6.1. Zoals de Afdeling heeft overwogen in bijvoorbeeld de uitspraak van 23 augustus 2017, ECLI:NL:RVS:2017:2271, geldt als uitgangspunt dat degene die rechtstreeks feitelijke gevolgen ondervindt van een activiteit die een besluit toestaat, in beginsel belanghebbende is bij dat besluit. Het criterium "gevolgen van enige betekenis" dat is vermeld in de uitspraak van de Afdeling van 16 maart 2016, ECLI:NL:RVS:2016:737, dient als correctie op dit uitgangspunt. Gevolgen van enige betekenis ontbreken als de gevolgen wel zijn vast te stellen, maar de gevolgen van de activiteit voor de woon-, leef- of bedrijfssituatie van betrokkene dermate gering zijn dat een persoonlijk belang bij het besluit ontbreekt. Daarbij wordt acht geslagen op de factoren afstand tot, zicht op, planologische uitstraling van en milieugevolgen (onder andere geur, geluid, licht, trilling, emissie en risico) van de activiteit die het besluit toestaat, waarbij die factoren zo nodig in onderlinge samenhang worden bezien. Ook aard, intensiteit en frequentie van de feitelijke gevolgen kunnen van belang zijn.

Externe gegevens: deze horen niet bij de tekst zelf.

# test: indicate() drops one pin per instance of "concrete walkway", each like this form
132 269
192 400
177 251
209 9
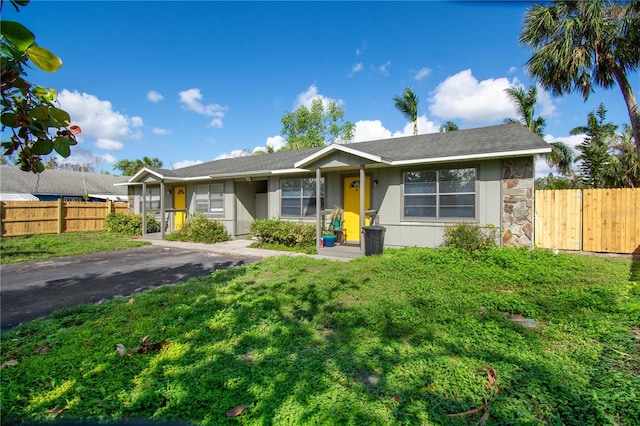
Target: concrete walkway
240 247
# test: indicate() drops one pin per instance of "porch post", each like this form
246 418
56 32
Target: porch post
162 209
144 209
318 208
362 207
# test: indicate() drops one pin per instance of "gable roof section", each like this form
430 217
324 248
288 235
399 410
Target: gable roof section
59 182
501 141
507 140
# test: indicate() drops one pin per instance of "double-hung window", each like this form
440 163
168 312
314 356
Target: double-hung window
210 198
152 198
440 194
298 196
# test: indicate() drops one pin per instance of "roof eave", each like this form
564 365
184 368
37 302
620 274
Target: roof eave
485 156
338 147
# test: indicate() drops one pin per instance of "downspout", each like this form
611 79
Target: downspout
318 208
162 209
144 209
362 207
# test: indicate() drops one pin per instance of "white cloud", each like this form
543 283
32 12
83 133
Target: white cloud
159 131
422 73
98 120
463 96
109 144
356 69
154 96
545 101
185 163
192 100
306 98
276 142
86 158
368 130
542 168
384 68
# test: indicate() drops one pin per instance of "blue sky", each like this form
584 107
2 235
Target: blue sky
191 82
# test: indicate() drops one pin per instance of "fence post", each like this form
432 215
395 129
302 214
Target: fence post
60 216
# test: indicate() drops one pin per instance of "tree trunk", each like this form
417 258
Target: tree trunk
632 105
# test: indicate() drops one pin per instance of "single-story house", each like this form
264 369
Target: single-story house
414 186
53 184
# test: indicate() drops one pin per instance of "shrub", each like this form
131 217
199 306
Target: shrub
199 229
468 237
130 224
280 232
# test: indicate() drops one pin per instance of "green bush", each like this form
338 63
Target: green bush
281 232
130 224
199 229
468 237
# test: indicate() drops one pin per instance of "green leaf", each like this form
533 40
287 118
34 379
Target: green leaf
40 113
45 94
60 115
43 58
9 119
42 147
61 145
17 34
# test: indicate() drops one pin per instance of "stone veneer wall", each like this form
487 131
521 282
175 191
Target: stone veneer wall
517 202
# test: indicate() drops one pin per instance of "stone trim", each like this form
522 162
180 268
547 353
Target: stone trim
517 202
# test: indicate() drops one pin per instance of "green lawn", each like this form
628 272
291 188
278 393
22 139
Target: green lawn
45 246
412 337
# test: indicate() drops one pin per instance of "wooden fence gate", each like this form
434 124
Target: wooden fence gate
51 217
596 220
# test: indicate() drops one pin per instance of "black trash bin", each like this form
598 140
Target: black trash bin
373 239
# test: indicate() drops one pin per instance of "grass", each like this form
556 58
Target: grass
45 246
412 337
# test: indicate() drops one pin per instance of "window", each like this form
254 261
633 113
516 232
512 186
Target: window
210 198
440 194
152 199
298 197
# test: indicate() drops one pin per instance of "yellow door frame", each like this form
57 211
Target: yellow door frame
180 203
351 206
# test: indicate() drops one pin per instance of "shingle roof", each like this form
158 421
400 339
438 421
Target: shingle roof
59 182
483 142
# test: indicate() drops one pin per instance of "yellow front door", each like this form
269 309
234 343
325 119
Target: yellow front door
180 203
351 223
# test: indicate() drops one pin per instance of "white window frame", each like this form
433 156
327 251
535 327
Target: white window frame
305 199
209 198
151 199
442 192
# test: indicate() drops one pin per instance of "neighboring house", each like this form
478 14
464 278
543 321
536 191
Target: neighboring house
51 185
414 186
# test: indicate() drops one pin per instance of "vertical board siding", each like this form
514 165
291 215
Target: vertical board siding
612 222
606 220
51 217
558 219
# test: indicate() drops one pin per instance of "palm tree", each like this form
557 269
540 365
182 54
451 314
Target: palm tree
525 103
407 104
560 157
449 126
581 44
595 149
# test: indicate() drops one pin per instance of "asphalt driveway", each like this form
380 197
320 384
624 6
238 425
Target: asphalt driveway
31 290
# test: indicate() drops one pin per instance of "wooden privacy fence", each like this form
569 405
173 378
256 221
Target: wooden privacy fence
55 217
596 220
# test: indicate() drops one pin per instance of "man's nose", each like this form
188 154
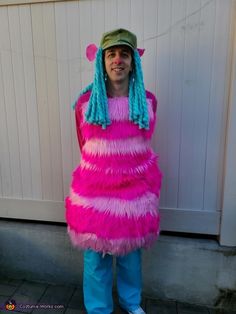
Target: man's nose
118 59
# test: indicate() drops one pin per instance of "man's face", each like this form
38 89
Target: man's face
118 63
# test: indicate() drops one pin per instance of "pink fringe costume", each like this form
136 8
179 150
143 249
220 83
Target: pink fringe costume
114 195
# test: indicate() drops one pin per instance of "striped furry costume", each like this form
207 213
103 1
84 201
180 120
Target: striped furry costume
114 196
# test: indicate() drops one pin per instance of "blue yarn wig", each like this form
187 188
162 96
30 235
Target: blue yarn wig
97 112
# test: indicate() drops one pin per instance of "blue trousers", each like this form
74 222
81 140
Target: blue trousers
98 281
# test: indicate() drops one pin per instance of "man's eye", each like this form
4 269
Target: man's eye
111 55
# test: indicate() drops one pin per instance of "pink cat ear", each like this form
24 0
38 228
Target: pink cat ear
91 51
140 51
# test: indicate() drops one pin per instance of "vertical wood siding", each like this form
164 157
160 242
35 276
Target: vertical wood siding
43 67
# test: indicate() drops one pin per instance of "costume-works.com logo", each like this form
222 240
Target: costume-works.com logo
10 305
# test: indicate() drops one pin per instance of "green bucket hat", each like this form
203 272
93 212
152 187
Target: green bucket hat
118 37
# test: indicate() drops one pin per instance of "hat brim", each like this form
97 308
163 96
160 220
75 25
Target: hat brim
119 43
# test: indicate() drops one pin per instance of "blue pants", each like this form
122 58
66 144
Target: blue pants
98 280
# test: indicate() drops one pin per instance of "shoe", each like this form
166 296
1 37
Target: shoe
139 310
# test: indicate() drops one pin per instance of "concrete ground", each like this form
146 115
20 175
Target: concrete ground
34 297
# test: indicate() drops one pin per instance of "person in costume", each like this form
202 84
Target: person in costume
112 208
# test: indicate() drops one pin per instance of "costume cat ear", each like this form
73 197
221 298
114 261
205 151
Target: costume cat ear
92 49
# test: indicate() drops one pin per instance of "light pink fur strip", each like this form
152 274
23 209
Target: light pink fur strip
112 170
119 109
147 203
132 145
115 247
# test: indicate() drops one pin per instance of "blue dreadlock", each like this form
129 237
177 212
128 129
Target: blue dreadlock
97 112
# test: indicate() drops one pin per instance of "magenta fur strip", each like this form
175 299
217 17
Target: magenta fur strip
107 226
133 145
116 130
117 247
119 109
118 161
131 167
147 203
128 186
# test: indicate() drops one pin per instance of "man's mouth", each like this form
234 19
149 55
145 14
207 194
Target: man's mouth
117 70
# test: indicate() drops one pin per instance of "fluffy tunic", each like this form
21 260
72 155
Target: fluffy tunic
114 194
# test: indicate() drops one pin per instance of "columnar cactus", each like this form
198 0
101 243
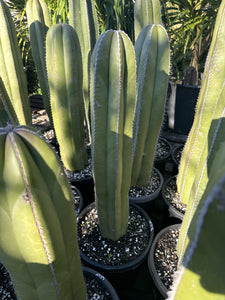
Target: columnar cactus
146 12
7 113
152 55
112 95
11 67
201 273
64 67
39 22
38 237
83 18
207 132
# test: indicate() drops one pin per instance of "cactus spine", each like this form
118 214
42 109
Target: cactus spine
83 18
152 55
207 132
146 12
201 274
38 238
7 113
39 22
112 94
64 67
11 67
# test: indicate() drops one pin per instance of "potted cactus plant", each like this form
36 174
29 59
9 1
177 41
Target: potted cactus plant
106 230
38 223
152 56
200 183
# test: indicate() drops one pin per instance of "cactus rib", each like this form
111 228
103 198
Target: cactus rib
11 67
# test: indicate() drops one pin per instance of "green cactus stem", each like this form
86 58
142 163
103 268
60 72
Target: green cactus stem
207 133
83 18
209 107
64 67
7 113
152 56
112 95
146 12
201 272
11 67
38 237
39 22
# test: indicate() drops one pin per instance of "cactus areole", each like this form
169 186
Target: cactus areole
38 238
112 112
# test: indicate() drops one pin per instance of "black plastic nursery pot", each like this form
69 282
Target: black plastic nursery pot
145 199
112 267
130 279
162 289
162 154
175 207
186 100
98 287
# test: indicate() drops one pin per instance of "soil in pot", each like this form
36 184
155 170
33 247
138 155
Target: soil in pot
162 260
171 197
98 287
114 256
123 263
141 195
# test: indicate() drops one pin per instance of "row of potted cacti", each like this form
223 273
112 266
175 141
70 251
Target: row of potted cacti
130 87
61 80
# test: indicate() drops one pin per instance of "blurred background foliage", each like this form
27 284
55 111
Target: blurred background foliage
189 24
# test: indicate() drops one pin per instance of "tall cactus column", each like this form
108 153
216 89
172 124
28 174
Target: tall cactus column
65 76
39 23
207 133
38 235
11 66
152 56
201 274
83 18
112 111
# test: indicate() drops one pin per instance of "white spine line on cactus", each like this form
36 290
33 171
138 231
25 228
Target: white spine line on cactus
11 50
200 119
95 103
202 174
139 100
217 191
147 14
88 24
29 198
118 120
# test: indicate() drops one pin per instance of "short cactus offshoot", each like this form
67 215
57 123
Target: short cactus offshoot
65 76
146 12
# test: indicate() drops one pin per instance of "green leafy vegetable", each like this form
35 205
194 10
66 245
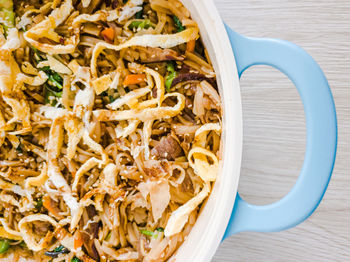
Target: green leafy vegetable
4 245
178 24
172 74
7 16
37 55
51 95
144 24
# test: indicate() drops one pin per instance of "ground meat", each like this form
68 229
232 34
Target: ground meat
167 148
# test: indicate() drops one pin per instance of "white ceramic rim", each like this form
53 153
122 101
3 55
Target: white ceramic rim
210 227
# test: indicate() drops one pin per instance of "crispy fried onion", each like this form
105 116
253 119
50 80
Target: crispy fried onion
46 29
162 41
7 232
29 236
199 160
204 163
180 216
159 193
145 114
54 173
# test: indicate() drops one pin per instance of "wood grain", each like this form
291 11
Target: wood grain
274 128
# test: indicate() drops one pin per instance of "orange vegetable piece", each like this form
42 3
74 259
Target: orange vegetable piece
134 79
78 240
191 45
108 34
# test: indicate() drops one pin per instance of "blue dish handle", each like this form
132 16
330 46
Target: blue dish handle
321 125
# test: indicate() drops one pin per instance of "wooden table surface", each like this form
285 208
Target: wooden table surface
274 128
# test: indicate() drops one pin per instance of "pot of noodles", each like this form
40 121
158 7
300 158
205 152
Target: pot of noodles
121 131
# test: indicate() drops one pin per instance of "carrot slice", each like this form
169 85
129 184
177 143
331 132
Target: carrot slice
191 46
134 79
108 34
78 240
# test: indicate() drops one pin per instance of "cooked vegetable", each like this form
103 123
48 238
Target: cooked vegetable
139 14
134 79
178 24
99 149
54 78
189 76
172 74
7 16
108 34
142 24
78 240
191 45
152 233
4 245
39 203
58 250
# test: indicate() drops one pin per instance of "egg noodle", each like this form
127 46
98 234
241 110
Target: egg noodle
110 129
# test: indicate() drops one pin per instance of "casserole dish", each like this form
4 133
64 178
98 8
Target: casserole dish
225 212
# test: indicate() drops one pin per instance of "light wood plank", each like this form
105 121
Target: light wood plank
274 128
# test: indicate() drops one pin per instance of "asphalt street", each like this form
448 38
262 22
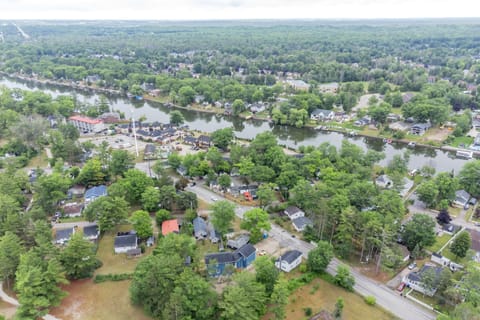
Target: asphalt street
388 299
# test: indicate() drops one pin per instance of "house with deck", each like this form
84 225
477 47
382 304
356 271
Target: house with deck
322 115
125 242
91 232
294 212
94 193
289 260
420 128
62 236
170 226
241 258
414 279
199 228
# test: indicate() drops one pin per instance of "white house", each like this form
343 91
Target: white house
322 115
414 280
384 181
294 212
461 198
86 124
420 128
289 260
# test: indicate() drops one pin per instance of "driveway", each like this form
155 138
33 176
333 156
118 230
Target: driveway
385 297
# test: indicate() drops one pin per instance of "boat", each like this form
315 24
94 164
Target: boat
464 154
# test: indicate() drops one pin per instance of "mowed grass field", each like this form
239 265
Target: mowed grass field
320 295
107 300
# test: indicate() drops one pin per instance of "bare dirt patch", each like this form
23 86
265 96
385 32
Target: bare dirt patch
320 295
108 300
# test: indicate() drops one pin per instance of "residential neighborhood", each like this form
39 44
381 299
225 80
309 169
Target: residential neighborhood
197 171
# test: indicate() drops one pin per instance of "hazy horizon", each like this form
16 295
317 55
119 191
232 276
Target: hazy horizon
238 10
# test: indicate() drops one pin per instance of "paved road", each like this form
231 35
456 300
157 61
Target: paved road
387 298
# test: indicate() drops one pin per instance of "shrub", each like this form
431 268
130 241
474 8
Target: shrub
303 268
370 300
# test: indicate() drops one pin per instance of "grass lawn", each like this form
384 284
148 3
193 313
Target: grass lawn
7 310
114 263
448 254
108 300
439 242
431 301
466 141
320 295
454 211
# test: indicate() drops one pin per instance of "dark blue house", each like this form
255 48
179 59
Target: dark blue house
238 259
94 193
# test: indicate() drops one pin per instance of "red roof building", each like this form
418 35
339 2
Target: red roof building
169 226
86 124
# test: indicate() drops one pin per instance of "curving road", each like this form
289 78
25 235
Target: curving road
386 298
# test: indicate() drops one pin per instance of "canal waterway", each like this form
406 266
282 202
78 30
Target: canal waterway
248 129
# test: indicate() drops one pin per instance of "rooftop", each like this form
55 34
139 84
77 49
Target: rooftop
169 226
85 119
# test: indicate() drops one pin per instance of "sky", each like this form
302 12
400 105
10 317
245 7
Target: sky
234 9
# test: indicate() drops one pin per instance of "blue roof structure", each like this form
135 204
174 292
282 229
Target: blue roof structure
95 192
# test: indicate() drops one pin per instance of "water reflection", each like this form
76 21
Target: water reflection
289 136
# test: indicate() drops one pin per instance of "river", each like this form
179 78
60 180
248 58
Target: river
289 136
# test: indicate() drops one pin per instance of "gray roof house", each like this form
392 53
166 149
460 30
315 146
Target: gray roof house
95 192
199 228
414 280
301 223
150 152
383 181
124 243
419 128
91 232
62 236
294 212
322 115
289 260
461 198
238 259
239 242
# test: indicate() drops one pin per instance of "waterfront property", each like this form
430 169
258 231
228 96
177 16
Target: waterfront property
86 124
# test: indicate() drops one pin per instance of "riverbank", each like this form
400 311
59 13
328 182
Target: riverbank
290 136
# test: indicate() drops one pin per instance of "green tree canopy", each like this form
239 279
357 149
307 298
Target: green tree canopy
78 257
142 223
320 257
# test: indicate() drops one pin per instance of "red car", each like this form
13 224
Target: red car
401 286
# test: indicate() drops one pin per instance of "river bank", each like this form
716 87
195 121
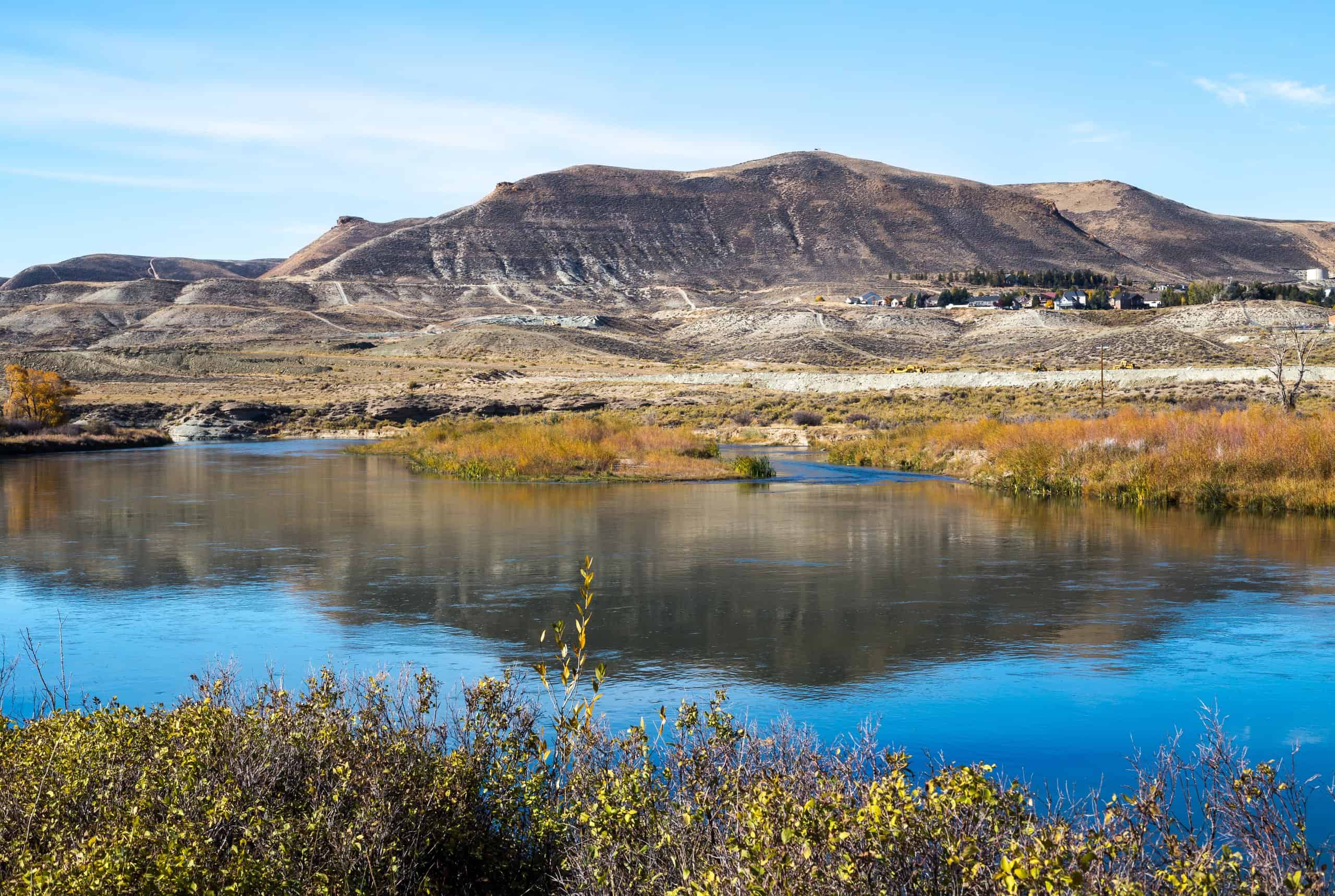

Nu zowel [persoon A] als [persoon B] wonen in dezelfde rij woningen als [appellant A] en [appellant B], op een afstand van minder dan 25 meter van de percelen waarop de omgevingsvergunningen zien, en zij beiden vanuit hun achtertuinen zicht hebben op die percelen en op de aanbouwen, heeft de rechtbank hen terecht als belanghebbenden bij de besluiten aangemerkt. Hetgeen [appellant A] en [appellant B] daartegen hebben aangevoerd, namelijk dat [persoon A] en [persoon B] geen zicht hebben op het bouwplan, omdat aan beide zijden van de gewenste balkons ondoorzichtige schotten zijn voorzien, wordt niet gevolgd. Die omstandigheid maakt niet dat zij geen zicht hebben op het bouwplan zoals hiervoor bedoeld. Gelet op de afstand en dit aanwezige zicht, bestaat evenmin aanleiding voor het oordeel dat [persoon A] en [persoon B] geen gevolgen van enige betekenis van het bouwplan ondervinden.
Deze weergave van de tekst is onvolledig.